These times call us all ever higher, to walk in our truth. We are being called to live our mastery in every moment of our lives. How to find peace in the midst of a storm? The outer world presents greater and greater upheaval and distortions. It seems we are in a tiny skiff, trying to stay afloat as huge waves threaten to overwhelm us.
Yet, the waves are fears, manufactured to keep us destabilized. Who do we cry out to when it feels as if all is lost? Do we turn to our government, to the “science” that the mass media present, the pharmaceutical companies, the financial institutions or the churches?
Has the outer noise and confusion been enough to see us taking the step that our souls know leads us home. The step inward, the journey to our own hearts’ knowing. With a deep breath, we can step into a sanctuary of peace and love. We can rest in our own lovelight that has always been there, awaiting us.
The challenges come through our loved ones, through our communities…..whether you live a semi- hermit like existence like me or one fully engaged with others, your higher self will bring you opportunities for growth, for expansion. This fills me with awe, how I have gifted myself with everything that I need, every step of the way.

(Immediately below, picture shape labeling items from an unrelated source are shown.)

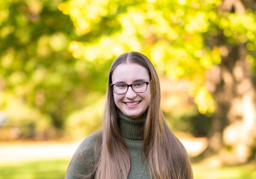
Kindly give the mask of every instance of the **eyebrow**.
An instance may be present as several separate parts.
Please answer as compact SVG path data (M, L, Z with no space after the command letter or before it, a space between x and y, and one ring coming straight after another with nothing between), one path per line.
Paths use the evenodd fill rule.
M141 82L141 81L147 81L147 80L145 79L138 79L136 80L134 80L133 81L133 83L136 83L136 82ZM123 81L116 81L115 84L116 83L125 83L125 82Z

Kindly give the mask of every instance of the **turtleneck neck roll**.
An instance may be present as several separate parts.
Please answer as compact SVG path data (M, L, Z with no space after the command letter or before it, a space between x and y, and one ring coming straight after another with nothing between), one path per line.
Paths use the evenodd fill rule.
M118 111L118 124L123 137L132 140L142 140L146 118L130 118L120 110Z

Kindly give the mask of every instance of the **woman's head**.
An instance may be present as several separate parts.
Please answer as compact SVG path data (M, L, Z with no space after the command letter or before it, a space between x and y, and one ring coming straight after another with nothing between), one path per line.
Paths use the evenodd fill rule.
M138 82L143 83L134 84ZM133 85L128 87L125 84ZM131 118L139 118L153 101L160 102L159 81L155 70L150 60L138 52L126 53L115 60L110 69L108 88L108 96L112 98L108 99L109 102L114 102L124 115Z

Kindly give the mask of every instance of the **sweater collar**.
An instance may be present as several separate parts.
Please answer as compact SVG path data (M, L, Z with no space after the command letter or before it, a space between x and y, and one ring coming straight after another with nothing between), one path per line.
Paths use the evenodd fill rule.
M118 124L120 133L123 137L132 140L141 140L145 121L146 118L130 118L119 110Z

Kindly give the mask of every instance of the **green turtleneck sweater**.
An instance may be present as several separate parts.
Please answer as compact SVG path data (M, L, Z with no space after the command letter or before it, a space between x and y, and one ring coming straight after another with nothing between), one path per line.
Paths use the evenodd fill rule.
M141 155L143 145L142 128L144 123L145 119L132 119L125 116L120 111L118 113L119 132L125 142L130 156L131 168L128 179L150 178L146 166L145 165L145 156L143 154L143 158L141 158ZM93 164L91 163L96 163L93 146L100 136L100 133L95 133L88 136L82 142L71 160L65 179L83 178L79 177L79 175L90 174L93 166ZM93 162L89 162L92 161ZM93 177L89 176L85 178L93 179Z

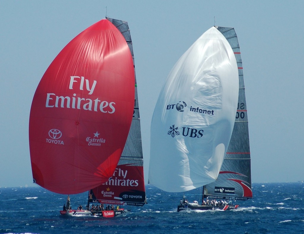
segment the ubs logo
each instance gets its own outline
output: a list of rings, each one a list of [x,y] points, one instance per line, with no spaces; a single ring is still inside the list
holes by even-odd
[[[62,135],[62,133],[58,129],[51,129],[49,131],[49,135],[50,137],[54,140],[59,139]]]
[[[176,104],[167,105],[167,109],[170,110],[173,109],[174,108],[174,106],[175,108],[176,108],[176,110],[180,112],[183,112],[184,110],[183,109],[184,109],[184,107],[187,106],[187,104],[185,102],[182,101],[180,101]]]

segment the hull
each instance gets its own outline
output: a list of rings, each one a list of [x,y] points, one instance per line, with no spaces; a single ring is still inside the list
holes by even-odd
[[[226,211],[228,210],[232,210],[236,209],[239,207],[238,205],[226,205],[225,206],[214,206],[201,205],[192,205],[190,204],[179,205],[177,206],[177,212],[179,212],[181,211],[185,210],[199,210],[201,211],[206,211],[209,210],[221,210]]]
[[[119,209],[113,211],[102,211],[95,212],[89,211],[71,210],[70,211],[60,211],[60,215],[62,217],[65,217],[94,216],[111,218],[130,211],[128,210],[124,210],[123,209]]]

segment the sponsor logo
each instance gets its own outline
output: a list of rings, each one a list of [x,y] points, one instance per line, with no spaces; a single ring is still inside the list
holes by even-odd
[[[47,142],[55,145],[64,145],[63,141],[58,140],[62,135],[61,131],[54,128],[49,131],[49,136],[51,139],[46,138]]]
[[[93,83],[91,86],[89,82],[89,80],[85,79],[84,76],[71,76],[70,78],[69,89],[73,89],[73,86],[78,87],[81,91],[80,92],[82,92],[85,87],[88,91],[88,95],[91,95],[93,94],[97,82],[96,80],[93,81]],[[76,96],[76,93],[74,93],[73,97],[58,96],[55,93],[47,93],[45,107],[83,109],[109,114],[112,114],[115,112],[116,103],[113,102],[102,100],[98,98],[92,100]]]
[[[176,104],[172,104],[171,105],[167,105],[167,109],[170,110],[174,109],[174,107],[175,107],[176,110],[180,112],[183,112],[184,110],[183,110],[184,107],[187,106],[187,104],[186,103],[182,101],[180,101]]]
[[[112,197],[114,195],[114,193],[110,191],[111,189],[109,187],[106,189],[107,190],[106,191],[102,190],[101,191],[101,194],[102,194],[104,197]]]
[[[184,137],[189,136],[189,137],[197,138],[200,138],[203,136],[204,130],[202,129],[198,130],[195,128],[183,127],[183,136]],[[177,130],[178,127],[175,127],[174,124],[173,124],[172,127],[170,127],[170,131],[168,131],[168,134],[171,135],[172,137],[174,137],[175,135],[179,135],[179,132]]]
[[[169,104],[167,105],[166,109],[174,110],[176,109],[180,112],[183,112],[185,110],[184,108],[187,106],[187,104],[185,102],[183,101],[180,101],[176,104]],[[174,107],[175,107],[174,108]],[[214,115],[214,110],[209,110],[204,109],[200,107],[194,107],[192,106],[190,106],[190,109],[188,109],[190,111],[196,112],[201,114],[206,114],[211,115]]]
[[[53,129],[49,131],[49,135],[52,139],[56,140],[61,137],[62,134],[58,129]]]
[[[102,184],[116,186],[131,186],[137,187],[138,186],[138,180],[130,180],[127,178],[128,170],[123,170],[120,168],[116,168],[113,175],[109,178],[109,180]]]
[[[106,217],[108,216],[111,217],[114,216],[114,211],[104,211],[102,212],[102,216],[105,217]]]
[[[133,199],[140,199],[143,198],[143,197],[140,195],[128,195],[127,194],[124,194],[123,195],[123,197],[125,199],[127,198]]]
[[[171,135],[172,137],[175,137],[175,134],[178,136],[179,135],[179,132],[177,131],[178,129],[178,127],[175,127],[174,124],[173,124],[172,127],[170,127],[170,131],[168,132],[168,135]]]
[[[100,134],[98,133],[98,131],[96,131],[96,133],[93,134],[94,134],[93,137],[88,137],[86,139],[86,141],[88,142],[88,145],[100,146],[102,144],[105,143],[105,139],[98,138],[98,136]]]
[[[234,194],[235,190],[235,188],[230,188],[226,187],[214,187],[215,193]]]

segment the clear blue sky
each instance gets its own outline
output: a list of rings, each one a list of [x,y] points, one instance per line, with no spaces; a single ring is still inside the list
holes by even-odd
[[[29,111],[43,75],[80,33],[109,17],[127,21],[133,42],[144,173],[150,125],[164,82],[214,24],[240,47],[253,182],[304,179],[304,1],[0,1],[0,187],[32,185]],[[146,181],[147,181],[146,180]]]

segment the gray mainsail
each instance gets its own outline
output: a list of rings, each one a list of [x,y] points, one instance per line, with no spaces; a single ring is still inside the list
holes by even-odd
[[[113,176],[106,183],[89,191],[90,202],[143,206],[147,203],[140,122],[133,46],[128,22],[106,17],[119,30],[128,44],[133,59],[135,99],[133,118],[126,142]],[[90,199],[90,195],[92,199]]]
[[[230,44],[239,71],[239,91],[234,126],[217,180],[203,189],[203,197],[245,200],[252,197],[250,151],[243,68],[237,37],[233,28],[216,26]]]

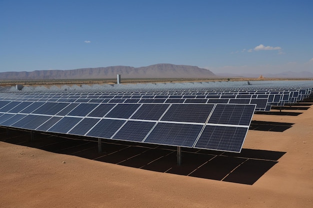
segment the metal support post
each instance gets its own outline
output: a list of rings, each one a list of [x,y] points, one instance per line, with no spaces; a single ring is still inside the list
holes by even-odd
[[[30,142],[34,141],[34,135],[33,131],[30,131]]]
[[[177,147],[177,165],[182,165],[182,147]]]
[[[98,138],[98,152],[101,153],[102,152],[102,139]]]

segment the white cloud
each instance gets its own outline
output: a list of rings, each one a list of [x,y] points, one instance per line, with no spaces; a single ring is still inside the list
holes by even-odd
[[[282,48],[280,47],[272,47],[272,46],[264,46],[263,44],[260,44],[256,47],[254,50],[282,50]]]

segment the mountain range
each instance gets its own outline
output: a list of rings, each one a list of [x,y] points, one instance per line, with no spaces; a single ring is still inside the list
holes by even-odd
[[[0,80],[78,79],[116,78],[212,78],[209,70],[198,66],[161,63],[141,67],[115,66],[72,70],[0,72]]]
[[[294,72],[292,71],[286,71],[284,72],[277,74],[264,73],[264,74],[253,74],[253,73],[241,73],[234,74],[230,73],[216,73],[217,76],[223,77],[248,77],[248,78],[258,78],[262,75],[264,78],[313,78],[313,73],[309,71],[300,71],[298,72]]]
[[[219,77],[313,78],[308,71],[287,71],[278,74],[214,73],[198,66],[160,63],[148,66],[134,67],[114,66],[85,68],[71,70],[42,70],[33,71],[0,72],[0,80],[48,80],[122,78],[211,78]]]

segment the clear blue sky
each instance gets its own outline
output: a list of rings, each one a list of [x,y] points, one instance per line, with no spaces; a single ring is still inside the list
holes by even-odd
[[[0,0],[0,72],[313,72],[313,0]]]

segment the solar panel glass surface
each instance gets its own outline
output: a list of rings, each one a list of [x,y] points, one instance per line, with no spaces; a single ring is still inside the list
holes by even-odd
[[[168,106],[170,104],[145,104],[142,105],[130,118],[158,121]]]
[[[192,147],[203,125],[158,123],[145,143]]]
[[[214,105],[172,104],[162,121],[205,123]]]
[[[194,147],[240,152],[248,129],[206,125]]]
[[[252,105],[217,105],[208,123],[249,126],[254,111]]]
[[[86,136],[110,139],[124,123],[125,121],[121,120],[102,119]]]
[[[49,129],[48,131],[66,133],[81,120],[82,118],[80,118],[63,117],[61,120],[58,121],[58,123]]]
[[[113,139],[142,142],[155,124],[155,122],[128,121],[114,135]]]

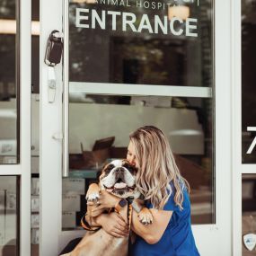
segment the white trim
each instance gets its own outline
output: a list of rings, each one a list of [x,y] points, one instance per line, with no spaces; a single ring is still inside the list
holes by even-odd
[[[214,1],[215,9],[215,79],[216,79],[216,224],[214,243],[205,255],[232,255],[232,172],[231,172],[231,52],[230,2]],[[207,244],[207,238],[203,239]],[[225,242],[225,243],[224,243]],[[206,246],[206,245],[205,245]],[[221,249],[217,250],[219,247]],[[202,253],[202,255],[204,255]]]
[[[31,2],[20,1],[20,255],[31,255]]]
[[[22,166],[20,164],[0,164],[0,175],[21,175]]]
[[[241,1],[231,1],[233,255],[242,255],[242,84]]]
[[[69,93],[211,98],[208,87],[69,82]]]
[[[241,172],[243,174],[256,174],[256,164],[255,163],[243,163],[241,166]]]
[[[40,1],[40,255],[58,255],[61,228],[62,142],[53,135],[62,132],[62,65],[57,65],[56,95],[49,102],[47,41],[54,30],[62,31],[64,1]]]

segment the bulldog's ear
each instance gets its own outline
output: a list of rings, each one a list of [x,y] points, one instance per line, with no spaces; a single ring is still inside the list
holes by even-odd
[[[130,164],[126,159],[123,160],[123,166],[127,168],[132,174],[136,174],[137,172],[137,169]]]

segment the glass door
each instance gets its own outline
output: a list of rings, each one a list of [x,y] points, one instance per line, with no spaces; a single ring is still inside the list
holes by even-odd
[[[31,255],[30,6],[0,2],[1,255]]]
[[[221,107],[228,86],[220,79],[228,82],[220,67],[229,59],[214,30],[215,13],[223,9],[213,1],[176,2],[72,0],[50,11],[42,4],[43,47],[62,17],[65,43],[55,102],[42,87],[41,255],[57,255],[84,234],[79,222],[88,185],[104,163],[125,158],[128,134],[143,125],[167,135],[191,186],[201,254],[231,254],[230,149],[222,145],[230,141],[221,136],[228,134],[230,123],[223,128],[221,122],[230,107]],[[221,63],[221,55],[227,61]],[[41,71],[43,84],[42,58]]]

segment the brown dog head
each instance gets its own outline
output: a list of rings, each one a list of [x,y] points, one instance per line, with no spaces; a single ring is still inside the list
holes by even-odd
[[[108,163],[102,172],[101,189],[119,198],[137,199],[140,193],[136,187],[137,171],[136,167],[127,160],[114,160]]]

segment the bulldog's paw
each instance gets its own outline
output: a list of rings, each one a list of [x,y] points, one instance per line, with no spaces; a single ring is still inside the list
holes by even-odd
[[[149,225],[153,223],[153,216],[150,210],[146,207],[143,207],[137,215],[139,221],[143,225]]]
[[[93,183],[90,185],[85,197],[89,202],[97,201],[100,199],[100,189],[98,184]]]

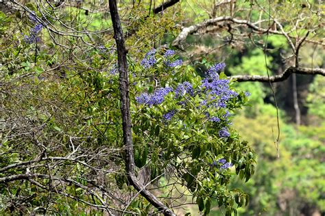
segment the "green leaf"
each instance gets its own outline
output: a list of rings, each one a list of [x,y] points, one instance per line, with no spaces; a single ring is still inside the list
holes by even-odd
[[[159,135],[160,131],[160,127],[159,126],[159,124],[157,124],[157,126],[156,126],[156,128],[154,129],[155,135],[158,136]]]
[[[202,211],[204,209],[204,202],[203,201],[203,198],[202,197],[198,197],[196,199],[196,203],[199,206],[200,211]]]
[[[208,215],[211,208],[211,198],[207,198],[206,200],[206,207],[204,210],[204,215]]]
[[[58,127],[58,126],[56,126],[56,125],[53,125],[53,129],[54,130],[56,130],[56,131],[61,131],[61,129],[59,128],[59,127]]]
[[[192,151],[192,159],[195,159],[200,157],[200,153],[201,152],[201,149],[200,146],[196,146]]]

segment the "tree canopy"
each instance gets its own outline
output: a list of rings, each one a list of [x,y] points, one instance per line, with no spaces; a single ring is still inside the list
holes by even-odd
[[[323,10],[0,2],[0,213],[324,213]]]

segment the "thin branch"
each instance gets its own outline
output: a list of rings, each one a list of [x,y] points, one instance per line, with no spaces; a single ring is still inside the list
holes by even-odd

For now, my challenge comes in finding my way to hold love and honoring for one dear to my heart, as our frequencies no longer align. How to honor the holiness of this one’s path, while honoring my own. Our paths still cross due to the nature of our relationship so I cannot simply avoid meeting nor sever the relationship. I am a sword carrier, used to wielding a flame of truth when called to. I have done this with harshness and fierceness at times. Now I am being called to a new way. How to be at peace and express love while holding true to myself.
It is easier, as the frequencies have risen on the planet, to find oneself in the observer role. To pull back, and seek the bigger picture. I am being called to greater mastery, as we all are, to remembrance of our true selves. Silence offers assistance as a navigational tool. I have used my voice, my anger, my engagement to be the wall for shadow selves to be presented against. My own shadow self is visible as I view these old methods and see their limits. The physical and emotional bodies assist as fatigue takes its toll. To engage with another’s shadow, is exhausting work. My body tells me that is no longer the path. Everyone comes to face their truth when the soul is ready. We have spent lifetimes lifting others up, holding space for them to move. The times have changed. It is time for self care, for nurturing, for rest. The way of battling has changed form. When all is viewed through the lens of oneness, there can be no other. There are only faces of the oneness. How do I walk in harmony with the all as well as maintain my own lovelight in truth?
There is the inner world that is calling for my attention. The outer world of the personality self has lessened its hold over the years. The mother role has been a dominant theme in this lifetime. Years ago, on Mount Shasta, ( a sacred site in Northern California) I was asked to grow into my planetary motherhood and hold a more expansive love. I was shown its fierce face by a divine feminine being, Mother Sekhmet, who infused me with the knowing of what that felt like. A compassionate love that was truth and did not pander to sentimentality nor sympathy. Now, I am being asked to refine this, to walk it in a new way. Mother Mary, who has been my mentor for eons of time, is present with me in this holy season of love with her gentleness and grace. Moment to moment, I am seeking my way. There is no known path that I can clearly see. My heartlight is my guide, my illumination. I am called to rest and pause. I do not need to react, rather to feel my way to flow with a gentleness that holds firm. Seemingly opposites playing out in this world on so many levels. How to be all of it, to hold both sides in love. Ah, at times the pressure brings out the sweat on my brow as it were, as my heart gets a work out to BE this.
To find the balance, to show up for loved ones yet not give away my inner peace that fuels my ability to be who I came to be at this time in our story. I came to hold a frequency of the new. I am a master builder and vision keeper. We are at the gateway to building a new earth. Our higher purpose fuels our walk now as our Christed self inhabits more of our physical form.
It is not time for distractions, for living untruths. There is no energy available to explain to others the withdrawal from frequencies that drain. Only in stepping back, can I honor myself and another’s path. To flow the lovelight always, a stream that has no end. Yet, to allow myself what is needed to keep that love’s flame alive and burning bright. To be willing to appear as unloving to another in order to be love.
None of this is new. I could say that I have walked this path for decades. Yet, always there is a refinement, a new cycle that calls for a deepening. Our souls, pulling us closer to our hearts’ truth. To rest in the unknowing with peace and trust. To know my own voice, to listen and follow my own wisdom and allow all to shift and change, moment to moment.
Not for the faint of heart, this path of ours! God bless us all as we live these times of the ending of an age on this earth. May we keep our flames ever alight as we stand for truth and beauty.